– Michael R., Alumni
Fear, like pain, may not be the most pleasurable experience to have to endure but that doesn’t mean that there cannot be valuable information obtained nonetheless. Without these often unsettling indicators, we would not be able to make the required course changes so as to avoid an even more challenging set of circumstances. Sometimes, taking a deep breath and gaining a wider view is both the hardest and most valuable thing we can do when faced with challenging conditions and situations.
Things I used to be afraid of in my first few days, weeks, months and even years of my sobriety are no longer scary to me. That doesn’t mean they were not good and helpful warning signs at the time. It simply means that time has moved on and so has the nature and quality of my Recovery. There may be new and different things to cause fear and alarm in my life and to my sobriety but they, too, will eventually rise and likely fall by the wayside to be replaced by still other, now unimaginable, concerns.
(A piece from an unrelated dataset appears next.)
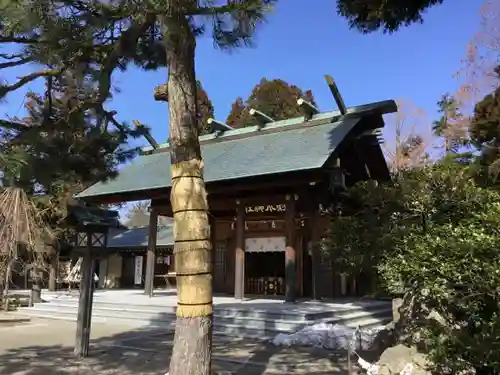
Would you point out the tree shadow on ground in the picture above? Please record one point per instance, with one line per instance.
(146, 351)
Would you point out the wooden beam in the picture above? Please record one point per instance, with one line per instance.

Sometimes our fears are great tools because they act as much-needed, provisional, teachers; sometimes they are based on thoughts and feelings that are valid and helpful. Many times our fear are based on the instinct for survival. Then again, there are moments when we can find ourselves ruled irrationally by fear and worry to the point of non-action and inertia. These are likely the times when we can find fear to be not only a poor friend but a lousy master.
Yesterday, I was at a Step/Tradition Meeting where these words were read aloud: “After all, isn’t fear the true basis of intolerance?….How could we then guess that all those fears were to prove groundless?” (“Twelve Steps and Twelve Traditions,” p. 140).
Perhaps the only way to really know the difference between a valuable tool and a horrible master is to humbly ask our Higher Power for the wisdom to tell them apart.